Some Disney magic was at work last November when Jonathan Hika went into cardiac arrest and collapsed after crossing the finish line of the Super Heroes Half-Marathon in Anaheim.
Paramedics with Anaheim Fire & Rescue were among the first responders who performed life-saving CPR on Hika. After seven days at UCI Medical Center, Hika opened his eyes and learned he had a malignant anomalous coronary artery since birth that pinched off blood to his heart.
“Not everyone gets to die at Disneyland and come back,” Hika said.
Hika, a 35-year-old San Diego resident, returned to Disneyland on Saturday, Jan. 14 to cheer on a friend running in the Star Wars Half Marathon – The Light Side. He also used the visit as an opportunity to reunite with the first responders who saved his life.
Hika considers himself lucky because the cardiac arrest could have happened during his basic training as a soldier with the Pennsylvania National Guard or on one of his training runs for the 10K at Disneyland. In either of these situations, Hika said he probably wouldn’t have received the immediate care that saved his life.
“It happened here because it needed to happen here,” Hika said.
The resort hires a private medical organization, Florida Hospital Celebration Health, to provide first aid to its marathon runners. Chester Grane III, an EMT with this group, was the first to see Hika go down.
“His eyes were open but when we moved him that’s when we realized he had no pulse,” Grane said.
Celebration Health staffers used an automated external defibrillator to shock Hika’s heart.
Jonathan Strickland III was one of the AFR paramedics who came to the aid of an unconscious and unresponsive Hika, performing CPR on Hika during the seven-minute ride to the emergency room.
“You’ve got to be able to keep your cool and focus,” Strickland said. “I’m lucky to work for a department that takes continuing education very seriously, so when something like that happens, we are able to effect a positive outcome.”
There were other partners involved in the life-saving incident, including Disneyland nurses, members of Care Ambulance and the Anaheim Police Department — personnel who all worked as a team.
Strickland knew at a young age that he wanted to join AFR because his father has worked for the department since the early ’90s. He remembers doing ride-alongs with his dad and grew up seeing the other firefighters’ family members as his extended family.
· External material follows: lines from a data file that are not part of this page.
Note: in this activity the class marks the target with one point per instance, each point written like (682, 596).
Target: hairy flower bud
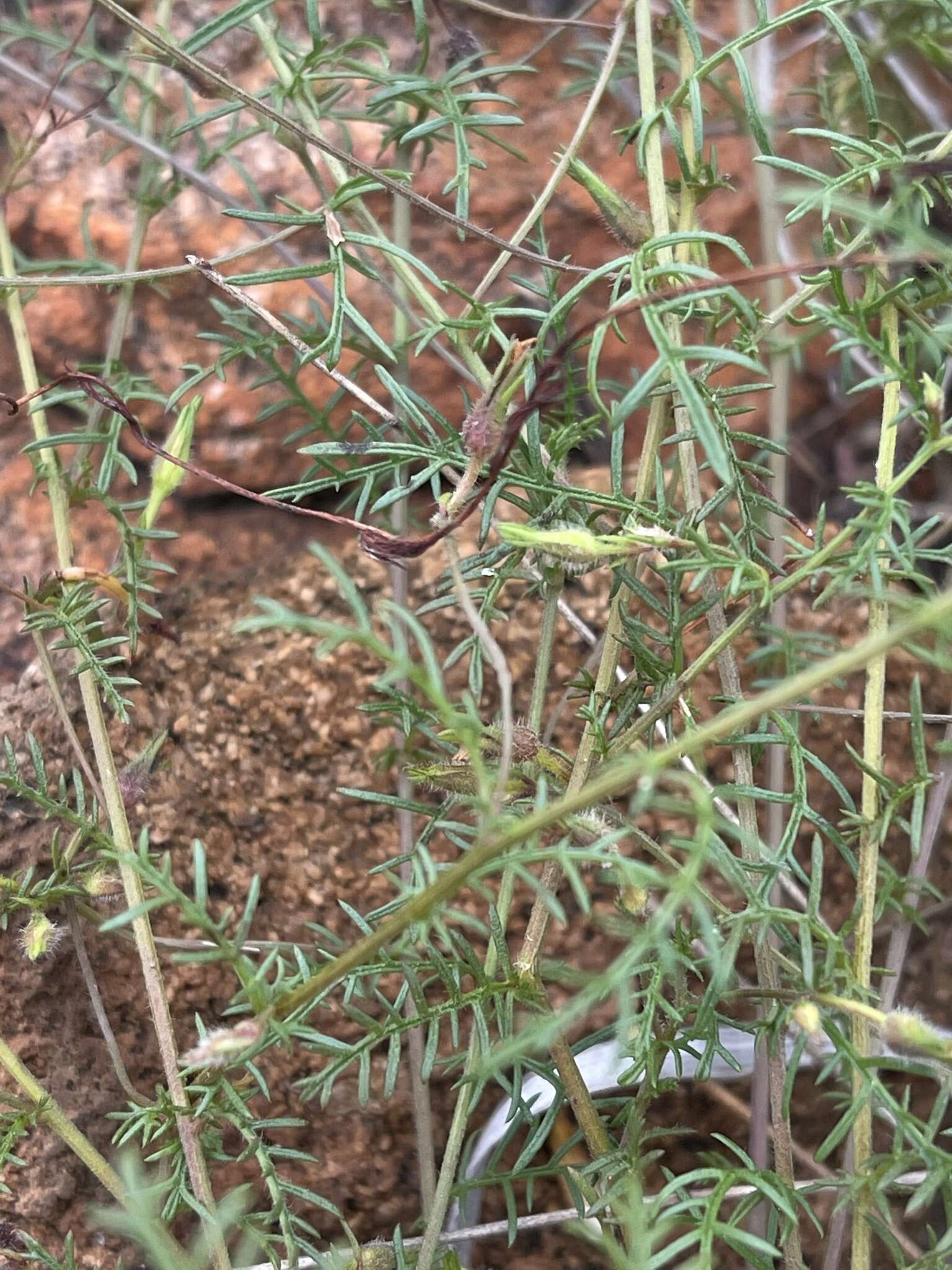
(909, 1033)
(622, 219)
(808, 1016)
(40, 938)
(578, 549)
(631, 900)
(374, 1256)
(220, 1047)
(103, 884)
(168, 477)
(483, 426)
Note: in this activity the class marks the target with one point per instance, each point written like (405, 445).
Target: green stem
(338, 171)
(669, 699)
(870, 808)
(138, 238)
(609, 65)
(112, 794)
(611, 783)
(51, 1114)
(552, 592)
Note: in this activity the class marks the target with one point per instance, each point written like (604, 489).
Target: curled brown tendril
(392, 548)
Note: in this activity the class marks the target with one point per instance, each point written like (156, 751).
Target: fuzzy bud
(524, 744)
(622, 219)
(168, 477)
(460, 778)
(808, 1018)
(135, 780)
(578, 549)
(374, 1256)
(220, 1047)
(909, 1033)
(103, 884)
(631, 900)
(40, 938)
(483, 427)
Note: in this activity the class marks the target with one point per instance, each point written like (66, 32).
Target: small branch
(260, 109)
(276, 324)
(609, 65)
(112, 794)
(870, 808)
(95, 1000)
(935, 815)
(51, 1114)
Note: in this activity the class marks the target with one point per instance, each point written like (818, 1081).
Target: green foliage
(700, 871)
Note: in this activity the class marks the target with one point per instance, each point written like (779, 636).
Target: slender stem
(935, 817)
(54, 1116)
(588, 115)
(870, 808)
(145, 211)
(495, 655)
(611, 783)
(330, 151)
(728, 668)
(402, 228)
(552, 593)
(95, 1000)
(112, 794)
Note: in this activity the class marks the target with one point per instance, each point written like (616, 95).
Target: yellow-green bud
(102, 883)
(374, 1256)
(168, 477)
(624, 220)
(220, 1047)
(933, 397)
(578, 549)
(632, 900)
(910, 1034)
(40, 936)
(808, 1016)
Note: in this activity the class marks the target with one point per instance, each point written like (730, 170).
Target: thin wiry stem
(541, 202)
(276, 324)
(495, 657)
(551, 597)
(726, 660)
(112, 794)
(760, 60)
(51, 1114)
(932, 824)
(95, 1000)
(870, 808)
(535, 18)
(558, 1217)
(145, 211)
(402, 226)
(260, 109)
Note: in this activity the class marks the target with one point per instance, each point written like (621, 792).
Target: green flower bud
(910, 1034)
(168, 477)
(461, 779)
(578, 549)
(374, 1256)
(622, 219)
(808, 1016)
(224, 1044)
(40, 936)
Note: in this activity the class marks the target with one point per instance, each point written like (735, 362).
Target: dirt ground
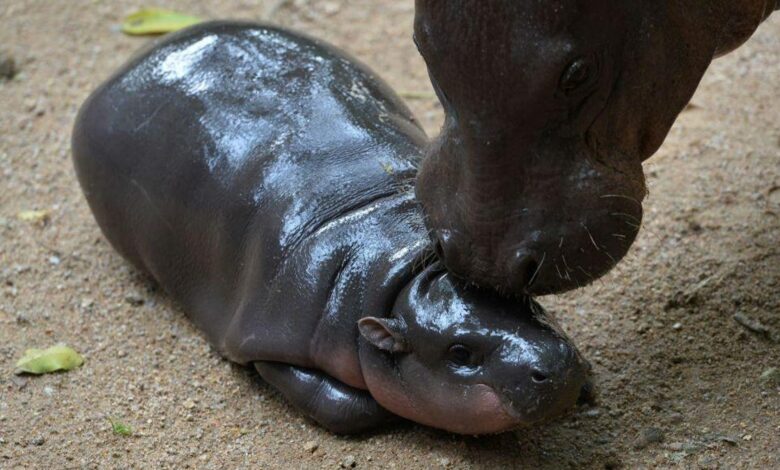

The importance of community service also is one of the lessons Strickland learned from his father’s career as a firefighter.
“It’s like second nature,” he said. “That’s my day-to-day. It always has been and it always will be.”
Capt. Dave Barry, one of the other paramedics who responded to the cardiac arrest call, told Hika the reunion was special because paramedics often don’t hear what happens to their patients after transporting them to a hospital.
“We don’t get to see this a lot,” Barry said. “Most people don’t survive cardiac arrest and then we don’t get to see someone doing as well as you are.”